Adding herbs can make a real difference too. Fresh is best though dried is fine if that’s all you’ve got to hand. If you aren’t growing some on the windowsill and are buying cut herbs from the local grocers (please not the supermarkets…), pop them in a glass of water just like you would with cut flowers. Not something I had ever thought of before seeing it in a kitchen in Italy, it might just be me, apologies for perhaps pointing out the obvious. Anyway, a good bunch of parsley in a Broccoli soup does wonders to balance out the sometimes bitter vegetable, especially if you’re going for the iron super-boost and add a bunch of cavolo nero like I did this evening (they grow cabbages in their floral road verges here in Antibes…not sure if that counts as foraging???).

Top with sesame seeds and a drizzle of sesame oil

Top with sesame seeds and a drizzle of sesame oil

I am also a fan of cheese in soup, one of my favourite allotment recipes before I moved to Italy was Pea and Potato soup; a great way of using up excesses of both crops when you forget to stagger planting (oops). Lashings of mint and a ton of goat cheese make this soup really luxurious, and probably not as healthy as soup ought to be…

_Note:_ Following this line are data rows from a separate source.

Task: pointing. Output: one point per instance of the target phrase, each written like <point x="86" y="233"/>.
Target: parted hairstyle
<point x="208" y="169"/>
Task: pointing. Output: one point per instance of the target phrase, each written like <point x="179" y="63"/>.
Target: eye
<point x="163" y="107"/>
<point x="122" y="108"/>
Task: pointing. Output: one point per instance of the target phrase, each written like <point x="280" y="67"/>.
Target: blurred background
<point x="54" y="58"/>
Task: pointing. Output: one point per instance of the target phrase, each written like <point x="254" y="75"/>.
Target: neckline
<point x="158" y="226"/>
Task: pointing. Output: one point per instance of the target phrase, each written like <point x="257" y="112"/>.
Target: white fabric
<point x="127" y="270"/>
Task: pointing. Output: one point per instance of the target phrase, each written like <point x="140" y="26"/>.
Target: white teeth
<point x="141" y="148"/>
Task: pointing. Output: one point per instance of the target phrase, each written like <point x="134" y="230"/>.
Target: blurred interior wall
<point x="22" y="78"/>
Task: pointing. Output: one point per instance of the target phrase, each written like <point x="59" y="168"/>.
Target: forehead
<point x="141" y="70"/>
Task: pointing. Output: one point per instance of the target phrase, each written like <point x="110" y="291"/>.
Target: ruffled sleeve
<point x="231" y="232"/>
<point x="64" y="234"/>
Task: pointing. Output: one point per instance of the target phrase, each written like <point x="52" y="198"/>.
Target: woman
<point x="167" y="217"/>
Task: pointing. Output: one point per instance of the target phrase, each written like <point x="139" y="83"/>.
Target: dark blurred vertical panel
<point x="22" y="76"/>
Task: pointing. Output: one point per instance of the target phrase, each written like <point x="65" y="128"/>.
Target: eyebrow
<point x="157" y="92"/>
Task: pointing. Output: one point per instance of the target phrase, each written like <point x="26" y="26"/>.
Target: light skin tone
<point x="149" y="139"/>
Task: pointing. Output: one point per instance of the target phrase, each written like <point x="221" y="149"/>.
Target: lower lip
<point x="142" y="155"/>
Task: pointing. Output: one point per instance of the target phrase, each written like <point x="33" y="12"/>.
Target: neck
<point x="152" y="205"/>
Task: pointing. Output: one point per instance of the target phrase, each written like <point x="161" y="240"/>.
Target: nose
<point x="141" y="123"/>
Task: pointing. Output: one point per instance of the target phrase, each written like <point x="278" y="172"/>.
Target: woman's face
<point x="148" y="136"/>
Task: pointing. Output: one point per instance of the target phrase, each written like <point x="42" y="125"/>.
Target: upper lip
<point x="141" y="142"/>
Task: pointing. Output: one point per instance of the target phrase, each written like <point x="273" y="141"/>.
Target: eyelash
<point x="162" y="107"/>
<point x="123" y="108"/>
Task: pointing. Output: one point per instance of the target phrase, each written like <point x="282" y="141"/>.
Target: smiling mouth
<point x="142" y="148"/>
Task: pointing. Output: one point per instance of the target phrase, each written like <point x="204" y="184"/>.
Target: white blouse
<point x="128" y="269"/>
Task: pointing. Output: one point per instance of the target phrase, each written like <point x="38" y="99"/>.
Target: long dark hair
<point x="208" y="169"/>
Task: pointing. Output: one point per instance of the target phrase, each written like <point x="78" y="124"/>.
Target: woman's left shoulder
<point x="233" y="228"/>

Leftovers, great for soup. Got some roast chicken left over from Sunday lunch, wack it in a soup with potatoes and sweetcorn, one of my favourites from childhood!

Croutons. I love croutons. Well actually I like fried bread but it amounts to the same thing. Putting things on top of your soup is all about adding texture. I also like to sprinkle sesame seeds or toasted nuts over the top and a drizzle of something oily or creamy doesn’t go amiss either.

And finally, seasoning. Salt and pepper are really important. If a dish is a little flat it could be that adjusting the seasoning can make all the difference. Salt is not bad for you as long as you don’t overdo it, in fact you need it in your diet to keep you healthy so don’t worry about adding a good pinch to lift the flavour.

Don’t forget, loads of fresh crusty bread to serve it with. So

anytime you need a quick lunch, or have lots of vegetables or leftovers to use up, wizz up a batch of ‘Soup, soup. Tasty soup soup!’